# Can't stop strong hive from robbing its splits



## gww (Feb 14, 2015)

General
From reading not experiance I have read that moving the splits a couple of miles away for a couple weeks some times helps. I have also read that leaving the top off of the offending hive give it its own problims and makes it to weak to rob any one else. I have read that covering the hive getting robbed with a wet towel mask the scent. Are you feeding. The only robbing I have personally seen was started with open feeding and feeding in general once it started. I have read the closing like you have done and combining a wet towel for a bit will get the robbers to lose interest. I have not practiced any of these things but am saving things for when I might need them.
Good luck
gww


----------



## Slow Drone (Apr 19, 2014)

Robber screen.


----------



## The General (Apr 22, 2014)

>robber screen

I put one on last night. This morning there is alot of reduced traffic, but still bees trying and succeeding in getting in. very few though. 
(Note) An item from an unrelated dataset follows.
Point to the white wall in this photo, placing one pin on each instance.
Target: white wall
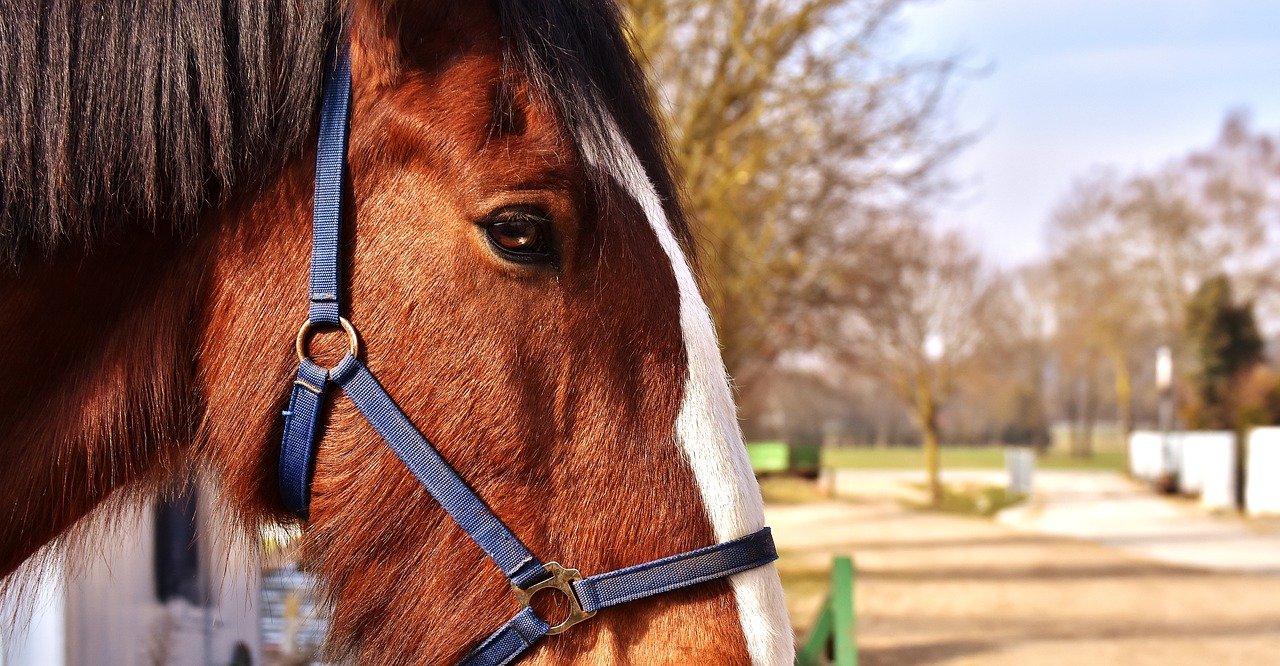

Will this sort itself out when the queen hatches and starts laying or should I expect a slow trickle out of honey from the robbers who are successful in getting in the screen.


----------



## JRG13 (May 11, 2012)

You need to move them, even just a few days will help if you have to bring them back. Problem is, some bees go back to the main hive, then they go on resource recovery and I don't think the split sees it as robbing since they still probably recognize each other. I rarely leave splits in the same yard now cuz of this.


----------



## sakhoney (Apr 3, 2016)

as everybody is saying - move them over 2 miles away and the will do fine - what's going on is all the old guard bees are drifting back to the parent hive and the young bees in the nucs don't know how to guard the hive - when you move them the 2+ miles the old guards stay with the nuc. Also in my nuc boxes is a 3/4 round hole that 3 bees can guard - the rest of the box is tight/no leaks. See what happens when ya listen to us old men.
SAK


----------



## deknow (Jul 17, 2006)

Put the weak nuc where the parent hive is, amd move the parent hive 5 or 10 feet.


----------



## The General (Apr 22, 2014)

I don't have another location 2 or more miles away to drop the nucs at. Any suggestions for keeping them in the same yard and succeeding? 

@deknow, I split the hive into 2 nucs, could I move them both to the old spot side by side to get foragers then move the parent hive?


----------



## deknow (Jul 17, 2006)

Rebalance them so one is weak....put it at old location.


----------



## rolftonbees (Jul 10, 2014)

Problem is that the splits and the original hive all smell alike. They can go in without being stopped. Until a hive has its own queen this is likely to happen. This is why many folks take the split away.

Something that might help is to fees all parts of the hive after splitting.


----------